At the summit a new NATO-Ukraine Council met for the first time, with Zelensky in attendance. But that too was less than it seemed. Replacing the moribund NATO-Ukraine Commission, the Council is meant to serve as a ‘crisis-consultation mechanism.’ Exactly how – or indeed, why – was not made clear. Ukraine is already integrated into the Ukraine Defence Contact Group (the main multilateral body for coordinating assistance to Ukraine) and sits on a number of working groups with NATO under the terms of the Comprehensive Assistance Package (an initiative in existence since 2016). It was thus easy to reach the conclusion that the new Council was more diplomatic performance than a serious effort at progressing allied support.
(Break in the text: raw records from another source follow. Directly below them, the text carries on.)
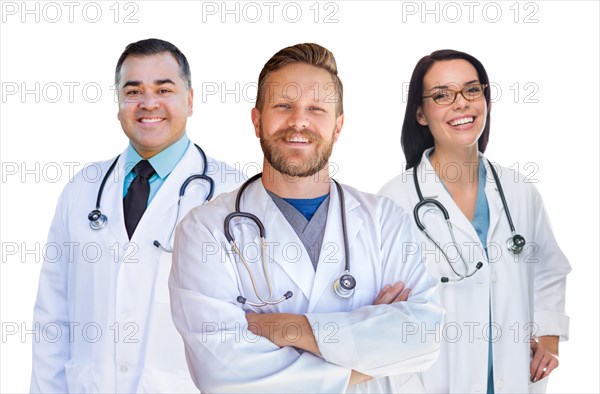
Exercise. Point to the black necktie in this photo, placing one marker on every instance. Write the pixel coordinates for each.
(136, 199)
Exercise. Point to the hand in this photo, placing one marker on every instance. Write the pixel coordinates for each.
(390, 294)
(284, 329)
(545, 357)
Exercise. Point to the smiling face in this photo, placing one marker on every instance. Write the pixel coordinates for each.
(460, 124)
(154, 103)
(297, 124)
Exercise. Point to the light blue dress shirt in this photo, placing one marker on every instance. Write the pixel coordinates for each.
(163, 163)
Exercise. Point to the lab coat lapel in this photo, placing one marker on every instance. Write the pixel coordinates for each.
(112, 201)
(433, 187)
(159, 218)
(493, 197)
(283, 245)
(332, 258)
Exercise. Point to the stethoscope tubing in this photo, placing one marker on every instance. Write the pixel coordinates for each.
(514, 244)
(344, 288)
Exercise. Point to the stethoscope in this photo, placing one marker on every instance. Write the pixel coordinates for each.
(343, 286)
(514, 243)
(98, 220)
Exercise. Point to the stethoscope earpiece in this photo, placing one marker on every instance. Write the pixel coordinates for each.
(344, 286)
(97, 219)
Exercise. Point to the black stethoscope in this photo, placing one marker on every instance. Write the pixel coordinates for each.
(514, 243)
(98, 220)
(343, 286)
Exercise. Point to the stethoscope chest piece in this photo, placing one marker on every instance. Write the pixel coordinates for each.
(97, 219)
(516, 243)
(344, 286)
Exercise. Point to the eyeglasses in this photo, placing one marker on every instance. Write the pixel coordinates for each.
(446, 96)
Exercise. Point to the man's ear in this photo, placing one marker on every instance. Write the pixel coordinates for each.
(339, 123)
(190, 102)
(255, 114)
(421, 119)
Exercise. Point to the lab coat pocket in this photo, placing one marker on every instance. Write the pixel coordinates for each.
(154, 381)
(540, 386)
(78, 377)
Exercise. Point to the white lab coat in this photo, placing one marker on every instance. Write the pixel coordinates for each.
(526, 291)
(102, 308)
(207, 277)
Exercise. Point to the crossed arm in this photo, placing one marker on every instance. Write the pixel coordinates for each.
(269, 326)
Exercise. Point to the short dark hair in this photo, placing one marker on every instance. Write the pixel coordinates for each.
(309, 53)
(417, 138)
(154, 46)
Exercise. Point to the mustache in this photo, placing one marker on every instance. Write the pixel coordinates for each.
(287, 133)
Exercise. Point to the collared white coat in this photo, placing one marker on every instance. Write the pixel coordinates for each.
(526, 291)
(103, 305)
(381, 341)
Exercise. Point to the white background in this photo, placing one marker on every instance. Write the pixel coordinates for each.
(552, 61)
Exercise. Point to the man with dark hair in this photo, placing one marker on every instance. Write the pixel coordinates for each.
(102, 306)
(308, 286)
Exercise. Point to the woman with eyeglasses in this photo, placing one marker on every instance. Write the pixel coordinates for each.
(483, 232)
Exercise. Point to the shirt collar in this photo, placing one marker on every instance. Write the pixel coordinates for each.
(164, 162)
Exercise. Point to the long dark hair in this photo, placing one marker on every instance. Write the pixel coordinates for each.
(416, 138)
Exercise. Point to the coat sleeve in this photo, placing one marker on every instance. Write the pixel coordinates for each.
(222, 355)
(383, 340)
(51, 351)
(550, 279)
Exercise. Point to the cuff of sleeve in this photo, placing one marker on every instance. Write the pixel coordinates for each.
(337, 346)
(552, 323)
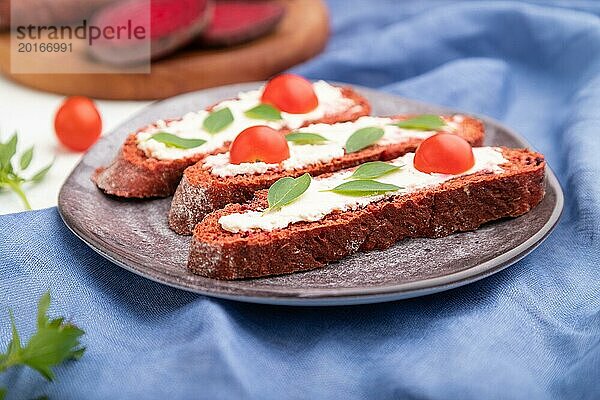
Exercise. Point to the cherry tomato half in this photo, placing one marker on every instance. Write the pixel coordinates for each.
(259, 143)
(290, 93)
(77, 123)
(444, 153)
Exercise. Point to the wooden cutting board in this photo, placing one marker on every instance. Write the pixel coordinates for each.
(301, 34)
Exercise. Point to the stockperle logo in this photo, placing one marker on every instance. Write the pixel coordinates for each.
(97, 42)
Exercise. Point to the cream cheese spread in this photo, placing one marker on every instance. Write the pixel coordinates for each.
(317, 202)
(331, 101)
(309, 154)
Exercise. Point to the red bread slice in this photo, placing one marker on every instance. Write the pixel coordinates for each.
(240, 21)
(201, 192)
(460, 204)
(134, 175)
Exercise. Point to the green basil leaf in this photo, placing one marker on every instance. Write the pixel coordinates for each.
(7, 151)
(176, 141)
(218, 120)
(373, 169)
(41, 174)
(362, 138)
(286, 190)
(425, 122)
(364, 187)
(26, 158)
(305, 138)
(265, 112)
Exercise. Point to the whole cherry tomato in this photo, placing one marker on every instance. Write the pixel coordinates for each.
(444, 153)
(259, 143)
(290, 93)
(77, 123)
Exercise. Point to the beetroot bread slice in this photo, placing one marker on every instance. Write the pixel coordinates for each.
(134, 175)
(460, 204)
(239, 21)
(200, 192)
(168, 24)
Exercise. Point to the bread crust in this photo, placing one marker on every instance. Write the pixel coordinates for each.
(461, 204)
(200, 192)
(134, 175)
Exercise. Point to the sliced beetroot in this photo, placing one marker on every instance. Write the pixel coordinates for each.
(173, 23)
(238, 21)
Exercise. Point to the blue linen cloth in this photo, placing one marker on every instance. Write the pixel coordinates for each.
(529, 332)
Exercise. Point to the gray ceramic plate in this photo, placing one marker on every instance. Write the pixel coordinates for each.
(135, 235)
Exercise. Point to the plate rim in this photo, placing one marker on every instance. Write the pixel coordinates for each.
(354, 295)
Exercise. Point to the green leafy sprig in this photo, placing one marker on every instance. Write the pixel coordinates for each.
(54, 342)
(286, 190)
(11, 176)
(264, 111)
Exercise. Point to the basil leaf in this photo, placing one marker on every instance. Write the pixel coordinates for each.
(265, 112)
(425, 122)
(364, 187)
(218, 120)
(26, 158)
(373, 169)
(362, 138)
(7, 151)
(41, 174)
(305, 138)
(286, 190)
(176, 141)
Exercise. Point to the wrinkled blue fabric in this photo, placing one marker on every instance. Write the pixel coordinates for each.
(529, 332)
Greater movement was evident on the side-lines of the summit. On day one, a coalition of eleven NATO allies (that included the UK) announced they would train Ukrainian pilots to fly (as yet undelivered) F-16 fighter jets.  Emmanuel Macron declared that France would provide Ukraine with long-range SCALP missiles. A G7 statement agreed to ‘formalize’ these overlapping ‘bilateral security commitments and arrangements.’ Like NATO’s own communiqué this too was imprecise and vulnerable to future cavilling. Yet it contained far tougher language than NATO could manage – to defend Ukraine and to deter ‘Russian aggression in the future.’ Further, the G7 position was catalytic. NATO’s four Nordic states (plus Sweden) immediately issued a statement in support, as did the governments of Czechia, the Netherlands, and Spain.

This patchwork of agreements and announcements tells us something important about NATO. The alliance is too big and too cumbersome to effectively coordinate a coalition war effort in support of a partner. Consensus decision-making simply gets in the way. NATO also lacks any supranational authority. Decisions on how and with what to arm Ukraine are thus left to individual allies or informal coalitions.

NATO’s more substantive contribution in the face of Russian belligerence has been to take care of the collective defence of its own members. The Vilnius summit signed off on new ‘regional defence plans’, the most comprehensive guidance for dealing with the Russian threat since the end of the Cold War. Although detail was lacking these plans will shape the NATO Force Model already agreed at Madrid, as well as a new Allied Reaction Force.

The alliance also reaffirmed the 2014 defence investment pledge. That directs the allies to spend at least 2% of GDP on their armed forces. NATO lacks powers of enforcement here but the political pressure to meet the target is intense. In 2014, only three allies (Greece, the US and the UK) were up to the mark. NATO data for 2023 shows that eleven members were over the threshold. More impressively, all the allies (except Iceland, a country with no armed forces) now meet a related NATO target to spend at least 20% of defence budgets on new equipment.

And, easily missed in a long communiqué, NATO agreed to launch a new Defence Production Action Plan, a Virtual Cyber Incident Support Capability, and a new centre to monitor threats (mainly from Russia) to undersea cables. New NATO centres of excellence on space and climate change were also welcomed.

Overall, then, the summit was productive, if not necessarily historic. At Vilnius, allied leaders re-committed to collective defence. They were less emphatic in extending that privilege to Ukraine. But if NATO is serious in standing up to Russia, then Ukraine, the country on Europe’s frontline and possessed of the continent’s most battle-hardened militaries, deserves a clearer route to membership.

An invitation and a format of accession can only realistically follow once Russia is vanquished. No one can foresee when that point will be reached or what it will look like. But allied leaders will need to decide soon what part the alliance will play in Ukraine’s long-term security future. If they don’t, NATO’s relevance as Europe’s principal defence body will increasingly be open to question.

By Mark Webber, Professor of International Politics at the University of Birmingham.